WASHINGTON, D.C. – U.S. Senator Jerry Moran (R-Kan.) has cosponsored the Electronic Communications Privacy Act Amendments Act (S.607), bipartisan legislation to protect the privacy of American citizens online by updating the privacy protections for electronic communications stored by third-party service providers – including email and social media services. The importance of updating the privacy protections was recently underscored by an Internal Revenue Service (IRS) claim that American Internet users “do not have a reasonable expectation of privacy” when it comes to their emails being accessed by the government. 

“Americans have a constitutionally protected right to privacy that no one, including the IRS, may take away,” Sen. Moran said. “Our electronic communications privacy laws need to be updated to reflect that fact. These outdated laws, designed in the era of floppy disks, do not make sense in an era of cloud computing, when users essentially have infinite storage online. Americans rightfully expect their private communications to be protected from intrusion, especially by government bureaucrats.

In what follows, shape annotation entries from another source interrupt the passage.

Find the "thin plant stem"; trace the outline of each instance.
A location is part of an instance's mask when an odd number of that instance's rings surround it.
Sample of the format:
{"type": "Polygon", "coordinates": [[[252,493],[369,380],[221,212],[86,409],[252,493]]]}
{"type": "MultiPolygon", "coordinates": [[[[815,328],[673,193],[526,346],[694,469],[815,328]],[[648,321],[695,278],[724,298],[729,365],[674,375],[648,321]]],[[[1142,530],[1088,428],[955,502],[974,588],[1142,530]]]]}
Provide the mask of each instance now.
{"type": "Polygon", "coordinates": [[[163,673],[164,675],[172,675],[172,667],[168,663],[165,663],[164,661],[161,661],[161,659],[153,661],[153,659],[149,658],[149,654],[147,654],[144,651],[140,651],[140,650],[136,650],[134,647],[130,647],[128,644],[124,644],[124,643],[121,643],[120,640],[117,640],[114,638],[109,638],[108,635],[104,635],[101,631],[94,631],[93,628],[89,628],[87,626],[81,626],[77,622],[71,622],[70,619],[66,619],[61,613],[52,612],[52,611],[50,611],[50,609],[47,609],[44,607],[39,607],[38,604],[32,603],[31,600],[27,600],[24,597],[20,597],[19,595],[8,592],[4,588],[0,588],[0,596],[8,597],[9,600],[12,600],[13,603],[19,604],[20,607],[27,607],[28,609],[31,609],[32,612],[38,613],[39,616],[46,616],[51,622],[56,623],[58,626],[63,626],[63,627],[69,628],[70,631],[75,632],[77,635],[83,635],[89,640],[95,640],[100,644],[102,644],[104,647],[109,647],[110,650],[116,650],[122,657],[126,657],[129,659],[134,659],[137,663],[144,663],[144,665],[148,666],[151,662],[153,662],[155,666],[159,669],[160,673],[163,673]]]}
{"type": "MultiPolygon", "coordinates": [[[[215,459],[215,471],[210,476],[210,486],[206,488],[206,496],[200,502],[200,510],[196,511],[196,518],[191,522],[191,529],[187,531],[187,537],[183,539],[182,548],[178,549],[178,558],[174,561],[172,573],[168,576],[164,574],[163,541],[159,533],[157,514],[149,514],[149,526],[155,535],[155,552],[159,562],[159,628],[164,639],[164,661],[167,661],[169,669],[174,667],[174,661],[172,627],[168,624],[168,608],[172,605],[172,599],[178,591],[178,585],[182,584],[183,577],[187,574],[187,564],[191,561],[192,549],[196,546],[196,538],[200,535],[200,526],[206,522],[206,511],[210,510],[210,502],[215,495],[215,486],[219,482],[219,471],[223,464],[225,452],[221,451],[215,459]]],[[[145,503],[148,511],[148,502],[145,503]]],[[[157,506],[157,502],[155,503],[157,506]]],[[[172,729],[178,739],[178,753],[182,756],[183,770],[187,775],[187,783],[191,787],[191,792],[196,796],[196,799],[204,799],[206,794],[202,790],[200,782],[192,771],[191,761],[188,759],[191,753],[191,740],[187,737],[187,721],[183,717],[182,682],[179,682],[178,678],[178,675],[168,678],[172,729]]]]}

S. 607 will affirm Americans’ right to privacy and help bring this 1980s law into the 21st Century.”

Documents released in April as part of a Freedom of Information Act request show that in 2009, the Criminal Tax Division at the IRS claimed in an internal handbook that in general “the Fourth Amendment does not protect communications held in electronic storage, such as email messages stored on a server.”

Congress has not addressed federal email privacy laws since 1986, before the home computers and email were widely used and before the advent of Facebook, Twitter, Gmail and cloud computing transformed our lives. S. 607 would make certain the Fourth Amendment privacy protections Americans receive from regular mail and other paper documents are extended to electronic correspondence and content, including cloud computing, email, and other online services. The bill establishes a search warrant requirement before government agencies – such as the IRS – may obtain the content of Americans’ emails and other electronic communications, when those communications are stored with a third-party service provider including Gmail, Yahoo!, wireless providers or cloud storage platforms. The bill also eliminates the outdated “180-day” rule that calls for different legal standards for the government to obtain email content depending upon the age of an email, and it requires that the government notify an individual whose electronic communications have been disclosed within 10 days of obtaining a search warrant.  

S. 607 is the Senate Companion to the Email Privacy Act (H.R. 1852) introduced in the House by Congressman Kevin Yoder, which recently reached 228 cosponsors. The Electronic Communications Privacy Act Amendments Act has already been passed out of the Senate Judiciary Committee.